Notamos, no exemplo, que o leitor constrói o seu comentário como se estivesse
produzindo uma notícia. Ele não é apenas um leitor passivo, mas é ativo e colaborativo no
sentido de tanto imprimir sua escrita como o estatuto de co-autoria deste texto. Logo,
justifica-se o nome de escrileitor para os leitores digitais, que são diferentes dos do impresso,
uma vez que eles não tinham a oportunidade de interagir ou de colaborar com o jornalista em
tempo real. Segundo Oliveira (2006), esse compartilhar de autoria é comum dentro da
blogosfera, a cada post recebido pelo blog verifica-se que o leitor é, na realidade, um
escrileitor.
Ainda a partir do comentário acima, é coerente corroborar que o leitor
compreende a blogosfera como um ambiente democrático de acesso à palavra, onde se pode
disseminar informação sem que haja necessidade de ser jornalista. Talvez seja possível
estabelecer aqui uma relação com a pesquisadora Schittine (2004), que considera a blogosfera
como um espaço onde aspirantes a jornalistas tentam se tornar conhecidos.
Neste ponto destacamos que o responsável pelo comentário assume o ethos de
jornalista. Basta observar a forma como ele constrói o seu texto informativo, em tom
autoritário e procurando ser objetivo e imparcial.
82
No entremeio desses comentários que colaboram com a informação,
encontramos formas diferentes de leitura, pois aqueles que informam com o intuito de
reafirmar o discurso do blogueiro (como o post acima) e os que informam com o objetivo
de comprometer a credibilidade do weblog (como nos exemplos abaixo).
[Marco] [São Paulo]
Está correto a afirmação do Luiz Marques, era isso mesmo. Eu com 33 anos de
aviação, + 20.000 mil horas de vôo como piloto em comando (comandante), nunca
vi uma "orquestração" tão bem feita e os anti lulas [sic.], querendo botar a culpa no
Governo. A imprensa ainda tem a Cara de Pau [sic.], mostrar um video [sic.] de um
avião cruzando com outro. Eu mostro quatro aviões simultaneamente cruzando um
fixo aeronáutico ( e não teve colisão)...piada mesmo. O acidente da GOL foi uma
fatalidade, mas a imprensa "patriota" brasileira esqueceu um acidente similiar [sic.]

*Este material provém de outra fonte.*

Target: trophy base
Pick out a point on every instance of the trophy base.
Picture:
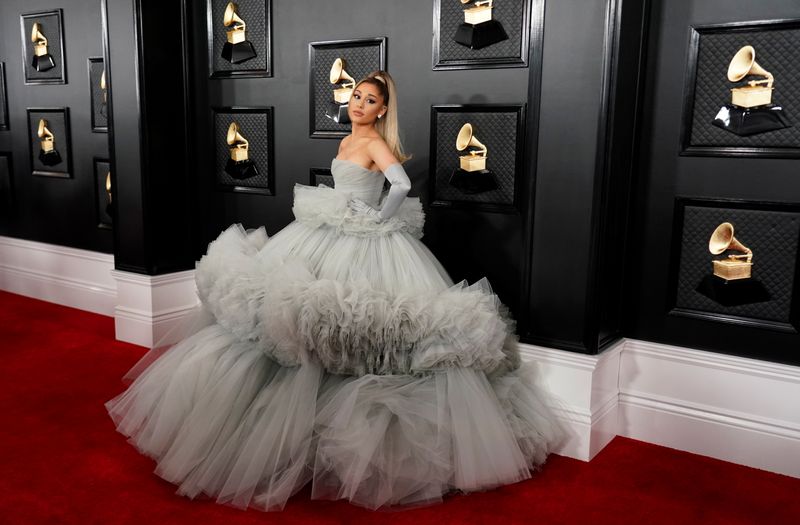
(241, 170)
(238, 53)
(732, 293)
(337, 113)
(480, 35)
(49, 158)
(43, 62)
(751, 121)
(472, 182)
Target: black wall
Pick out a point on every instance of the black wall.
(54, 210)
(556, 261)
(663, 174)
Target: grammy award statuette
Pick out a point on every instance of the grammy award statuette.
(48, 154)
(731, 283)
(336, 109)
(472, 176)
(479, 29)
(239, 165)
(237, 48)
(42, 59)
(751, 110)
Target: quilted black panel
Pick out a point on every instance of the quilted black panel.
(777, 51)
(510, 14)
(321, 176)
(255, 128)
(99, 114)
(254, 14)
(51, 29)
(359, 60)
(56, 123)
(101, 169)
(498, 132)
(773, 237)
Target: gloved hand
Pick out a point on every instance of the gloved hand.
(360, 207)
(400, 187)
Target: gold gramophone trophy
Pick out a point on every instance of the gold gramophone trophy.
(42, 59)
(109, 204)
(104, 101)
(479, 29)
(48, 154)
(337, 108)
(239, 165)
(731, 283)
(751, 110)
(237, 49)
(734, 266)
(472, 176)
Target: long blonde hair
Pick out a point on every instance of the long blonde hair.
(388, 125)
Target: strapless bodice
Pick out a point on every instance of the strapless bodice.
(357, 180)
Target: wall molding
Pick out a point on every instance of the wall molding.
(58, 274)
(150, 306)
(732, 408)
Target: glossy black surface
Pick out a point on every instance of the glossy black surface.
(56, 209)
(664, 174)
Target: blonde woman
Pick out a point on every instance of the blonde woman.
(339, 353)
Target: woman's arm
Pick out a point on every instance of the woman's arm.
(400, 183)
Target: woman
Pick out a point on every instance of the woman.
(339, 352)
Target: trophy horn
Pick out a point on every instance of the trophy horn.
(231, 17)
(338, 73)
(744, 63)
(36, 35)
(42, 131)
(108, 186)
(466, 138)
(722, 239)
(234, 138)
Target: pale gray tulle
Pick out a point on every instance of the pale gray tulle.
(350, 361)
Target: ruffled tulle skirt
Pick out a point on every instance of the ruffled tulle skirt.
(347, 359)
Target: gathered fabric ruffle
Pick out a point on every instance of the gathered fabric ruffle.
(315, 206)
(223, 420)
(350, 327)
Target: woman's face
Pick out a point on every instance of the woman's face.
(366, 103)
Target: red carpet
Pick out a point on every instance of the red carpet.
(63, 462)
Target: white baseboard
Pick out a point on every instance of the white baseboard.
(148, 307)
(57, 274)
(584, 392)
(740, 410)
(736, 409)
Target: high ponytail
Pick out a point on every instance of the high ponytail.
(388, 125)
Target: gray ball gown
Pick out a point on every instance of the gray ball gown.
(337, 352)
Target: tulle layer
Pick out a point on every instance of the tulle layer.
(351, 326)
(344, 359)
(224, 420)
(315, 206)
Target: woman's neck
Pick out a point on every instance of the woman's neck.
(363, 130)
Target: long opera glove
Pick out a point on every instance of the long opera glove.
(400, 186)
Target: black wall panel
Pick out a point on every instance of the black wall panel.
(51, 210)
(470, 244)
(664, 175)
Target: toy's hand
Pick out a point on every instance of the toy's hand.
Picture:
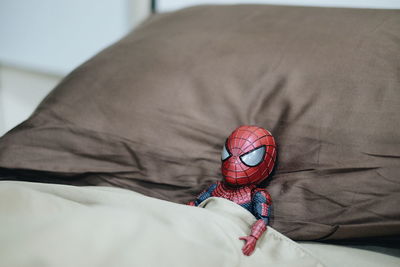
(251, 242)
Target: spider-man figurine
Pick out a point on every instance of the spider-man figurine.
(248, 158)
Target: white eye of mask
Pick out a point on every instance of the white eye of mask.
(225, 154)
(254, 157)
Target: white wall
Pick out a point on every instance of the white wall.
(169, 5)
(20, 92)
(43, 40)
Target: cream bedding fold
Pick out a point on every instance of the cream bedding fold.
(58, 225)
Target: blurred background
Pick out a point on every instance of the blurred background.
(42, 41)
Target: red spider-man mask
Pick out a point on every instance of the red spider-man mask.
(248, 156)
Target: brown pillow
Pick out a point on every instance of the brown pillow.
(151, 113)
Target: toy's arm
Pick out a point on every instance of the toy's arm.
(261, 203)
(204, 195)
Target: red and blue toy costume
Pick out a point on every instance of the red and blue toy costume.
(248, 158)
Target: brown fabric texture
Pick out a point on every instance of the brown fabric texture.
(152, 112)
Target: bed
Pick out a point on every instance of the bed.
(99, 173)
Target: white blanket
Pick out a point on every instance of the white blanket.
(58, 225)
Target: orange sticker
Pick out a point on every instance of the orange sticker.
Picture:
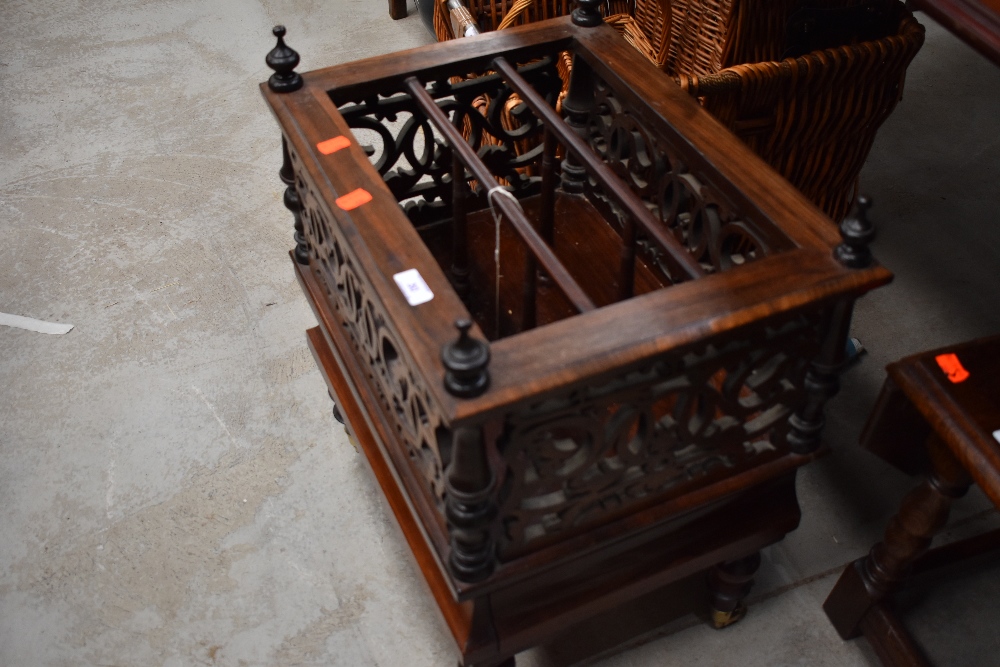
(952, 367)
(333, 145)
(352, 200)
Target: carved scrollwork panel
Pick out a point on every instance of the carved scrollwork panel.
(406, 402)
(415, 162)
(701, 218)
(691, 418)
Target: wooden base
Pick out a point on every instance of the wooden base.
(532, 610)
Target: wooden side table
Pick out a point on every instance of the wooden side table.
(949, 399)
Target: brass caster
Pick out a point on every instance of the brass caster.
(723, 619)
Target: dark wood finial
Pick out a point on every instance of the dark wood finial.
(857, 232)
(466, 360)
(283, 60)
(587, 13)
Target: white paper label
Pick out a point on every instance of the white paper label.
(413, 287)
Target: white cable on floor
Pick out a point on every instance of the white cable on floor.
(496, 250)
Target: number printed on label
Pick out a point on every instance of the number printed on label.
(413, 287)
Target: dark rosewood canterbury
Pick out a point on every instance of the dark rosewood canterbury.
(631, 387)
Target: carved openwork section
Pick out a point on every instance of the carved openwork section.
(581, 459)
(698, 215)
(405, 399)
(414, 161)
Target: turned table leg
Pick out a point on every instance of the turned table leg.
(397, 9)
(729, 584)
(923, 513)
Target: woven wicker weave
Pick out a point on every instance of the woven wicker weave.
(813, 118)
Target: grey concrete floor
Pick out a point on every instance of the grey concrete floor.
(173, 489)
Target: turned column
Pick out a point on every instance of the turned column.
(822, 382)
(579, 102)
(283, 60)
(469, 508)
(923, 513)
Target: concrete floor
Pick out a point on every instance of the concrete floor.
(173, 489)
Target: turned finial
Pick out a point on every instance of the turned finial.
(857, 232)
(587, 13)
(283, 60)
(466, 360)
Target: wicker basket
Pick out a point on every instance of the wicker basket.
(813, 118)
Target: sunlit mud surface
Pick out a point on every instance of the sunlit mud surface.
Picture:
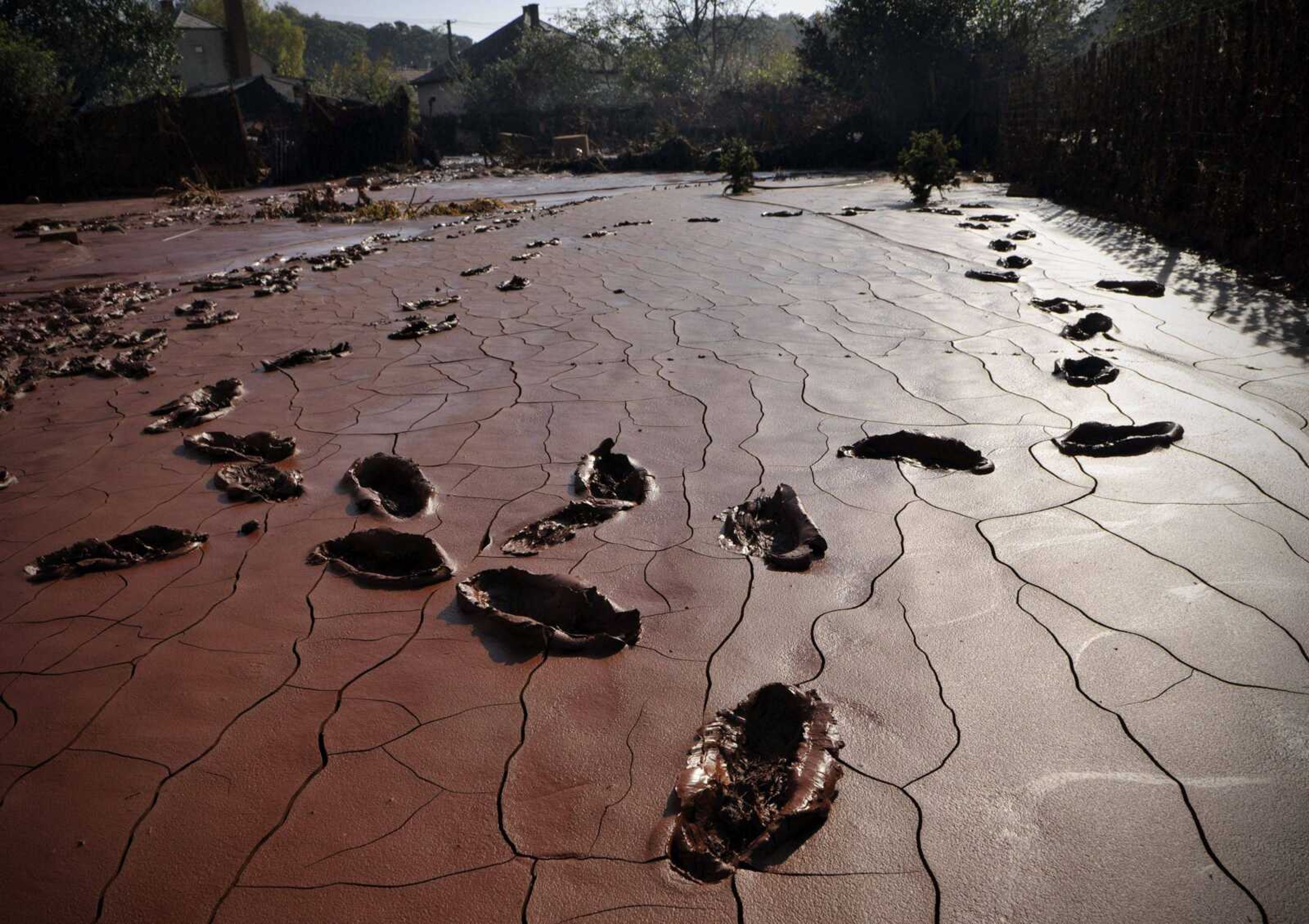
(1071, 690)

que ocorreu nos us da Suiça [sic.]. (Um Aeroflot com um DHL) e ali não sobrou
nenhum avião para contar a história. Estavam sobrevoando o território suiço [sic.].

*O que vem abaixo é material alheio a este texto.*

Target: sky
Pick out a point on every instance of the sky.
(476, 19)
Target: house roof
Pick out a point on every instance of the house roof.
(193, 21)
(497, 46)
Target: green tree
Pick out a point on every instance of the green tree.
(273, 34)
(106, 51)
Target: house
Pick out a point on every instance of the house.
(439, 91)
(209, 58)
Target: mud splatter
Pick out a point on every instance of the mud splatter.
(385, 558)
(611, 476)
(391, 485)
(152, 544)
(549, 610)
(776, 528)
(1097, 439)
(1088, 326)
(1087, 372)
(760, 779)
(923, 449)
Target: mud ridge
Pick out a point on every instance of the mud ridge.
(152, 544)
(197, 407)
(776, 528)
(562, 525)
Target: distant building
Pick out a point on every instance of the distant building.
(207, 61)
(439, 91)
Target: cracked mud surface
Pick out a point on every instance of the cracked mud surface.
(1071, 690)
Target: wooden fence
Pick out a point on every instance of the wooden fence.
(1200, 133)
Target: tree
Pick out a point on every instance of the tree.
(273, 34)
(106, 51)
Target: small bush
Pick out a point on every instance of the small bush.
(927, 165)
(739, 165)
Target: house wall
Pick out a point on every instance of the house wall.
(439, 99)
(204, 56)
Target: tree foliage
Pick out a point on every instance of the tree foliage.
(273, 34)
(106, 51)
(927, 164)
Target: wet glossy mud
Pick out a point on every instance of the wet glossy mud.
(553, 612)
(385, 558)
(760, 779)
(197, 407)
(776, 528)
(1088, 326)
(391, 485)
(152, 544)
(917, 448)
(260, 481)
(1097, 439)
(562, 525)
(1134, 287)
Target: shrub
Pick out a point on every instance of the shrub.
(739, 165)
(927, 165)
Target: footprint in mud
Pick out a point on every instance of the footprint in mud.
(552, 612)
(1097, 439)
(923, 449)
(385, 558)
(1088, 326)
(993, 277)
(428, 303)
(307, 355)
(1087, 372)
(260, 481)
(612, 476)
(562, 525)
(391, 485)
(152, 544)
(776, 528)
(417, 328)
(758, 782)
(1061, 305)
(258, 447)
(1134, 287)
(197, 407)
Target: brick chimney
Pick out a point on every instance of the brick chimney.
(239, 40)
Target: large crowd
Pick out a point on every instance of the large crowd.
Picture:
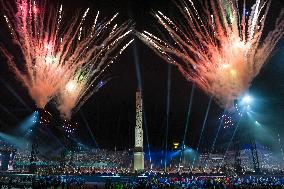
(22, 181)
(199, 183)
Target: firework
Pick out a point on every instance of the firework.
(86, 82)
(55, 49)
(221, 49)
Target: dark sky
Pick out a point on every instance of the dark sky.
(111, 112)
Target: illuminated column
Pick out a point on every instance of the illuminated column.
(138, 148)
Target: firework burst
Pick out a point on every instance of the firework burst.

(com uma pontualidade britanica [sic.]).......e ai. [sic.]............a culpa é do Governo
LULA........Sugiro nos próximos dois anos, que comprem passagens rodoviarias
[sic.], ou então façam como a elite branca brasileira, comprem um jatinho..............é
muita bobagem mesmo. FUI. 21/06/2007 21:53 (Josias, 2007,
http://josiasdesouza.folha.blog.uol.com.br/arch2007-06-17_2007-06-23.html).

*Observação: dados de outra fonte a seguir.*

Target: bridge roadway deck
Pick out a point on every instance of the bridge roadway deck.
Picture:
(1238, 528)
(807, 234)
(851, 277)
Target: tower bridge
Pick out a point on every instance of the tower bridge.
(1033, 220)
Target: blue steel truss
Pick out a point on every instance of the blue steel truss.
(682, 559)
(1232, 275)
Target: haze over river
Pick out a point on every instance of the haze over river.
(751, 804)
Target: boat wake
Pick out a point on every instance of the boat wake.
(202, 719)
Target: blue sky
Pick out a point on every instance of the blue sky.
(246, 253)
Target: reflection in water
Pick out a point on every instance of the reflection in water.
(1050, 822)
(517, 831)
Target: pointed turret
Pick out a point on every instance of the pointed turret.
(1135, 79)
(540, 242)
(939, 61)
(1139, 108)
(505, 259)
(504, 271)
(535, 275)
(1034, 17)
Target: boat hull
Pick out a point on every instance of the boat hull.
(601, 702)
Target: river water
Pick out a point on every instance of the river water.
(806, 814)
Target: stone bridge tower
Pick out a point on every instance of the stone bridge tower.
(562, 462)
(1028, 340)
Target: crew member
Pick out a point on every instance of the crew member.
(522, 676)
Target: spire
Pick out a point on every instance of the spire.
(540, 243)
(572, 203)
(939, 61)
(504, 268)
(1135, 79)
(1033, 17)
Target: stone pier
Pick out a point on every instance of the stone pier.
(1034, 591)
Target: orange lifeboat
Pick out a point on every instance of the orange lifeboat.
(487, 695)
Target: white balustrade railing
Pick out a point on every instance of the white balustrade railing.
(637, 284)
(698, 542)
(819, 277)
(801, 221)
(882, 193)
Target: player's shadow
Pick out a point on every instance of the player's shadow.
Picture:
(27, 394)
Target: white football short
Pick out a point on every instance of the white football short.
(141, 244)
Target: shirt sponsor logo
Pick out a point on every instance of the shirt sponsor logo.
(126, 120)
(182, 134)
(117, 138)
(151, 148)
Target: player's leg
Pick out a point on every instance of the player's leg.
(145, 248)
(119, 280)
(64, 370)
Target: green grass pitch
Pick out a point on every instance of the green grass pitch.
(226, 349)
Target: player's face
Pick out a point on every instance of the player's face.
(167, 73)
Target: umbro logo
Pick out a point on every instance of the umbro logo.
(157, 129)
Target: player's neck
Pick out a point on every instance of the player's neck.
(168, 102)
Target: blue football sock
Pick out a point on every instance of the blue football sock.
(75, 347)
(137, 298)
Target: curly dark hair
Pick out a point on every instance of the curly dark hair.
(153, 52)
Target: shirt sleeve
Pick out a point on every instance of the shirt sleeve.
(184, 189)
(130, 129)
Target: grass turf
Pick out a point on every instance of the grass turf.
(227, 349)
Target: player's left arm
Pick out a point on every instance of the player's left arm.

[Luis Marques] [São Paulo-Capital]
Essa é a maior crise inventada e insuflada pela mídia em todos os tempos, como
nunca antes na história desse país... a pelo menos 15 anos, ou mais, desde a época da
transbrasil vou de CGH para NVT no final da tarde 1 vez por mês, e o atraso médio
deste vôo sempre foi de 2 horas, hora por excesso de trafego [sic.], hora por chuva,
hora por isso, hora por aquilo... porém nunca antes na história deste país a mídia se
preocupou, agora para fazerem pressão sobre o governo e aliviarem para a tucanada
inventaram o apagão aéreo, esse apagão dura uns 20 anos e a mídia não tinha
visto... 21/06/2007 18:19 (Josias, 2007,
http://josiasdesouza.folha.blog.uol.com.br/arch2007-06-17_2007-06-23.html).
Em ambos os casos (seja nos comentários que apenas informam, seja naqueles
que informam e criticam o autor do blog), compreendemos que os escrileitores têm acesso a
outros veículos de informação além do blog e constituem-se como leitores a partir de várias
fontes. Porém, no primeiro caso, percebe-se uma leitura parafrástica, sem vestígios de que o
leitor tenha notado que Josias pretende construir seu texto de forma a controlar os efeitos de
sentido por ele produzidos. no segundo exemplo, encontramos um leitor polêmico, que lê a
notícia como uma verdade questionável e que deve ser ponderada antes de ser ingerida e
digerida pelo leitor. Essa prática de leitura em questão coloca em xeque o saber e,
conseqüentemente, o poder que Josias tenta impor a seu blog. Em outras palavras, podemos
corroborar que o leitor faz a sua leitura própria dos acontecimentos, pois, ao construir um
texto não parafrástico, mas polissêmico, o leitor apresenta um contradiscurso, instaura uma
relação de forças e o discurso polêmico no espaço do blog.
83
Constatamos, que para esse leitor, o sentido não é transparente nem imanente,
assim como para Chartier (2001) e para a teoria da AD.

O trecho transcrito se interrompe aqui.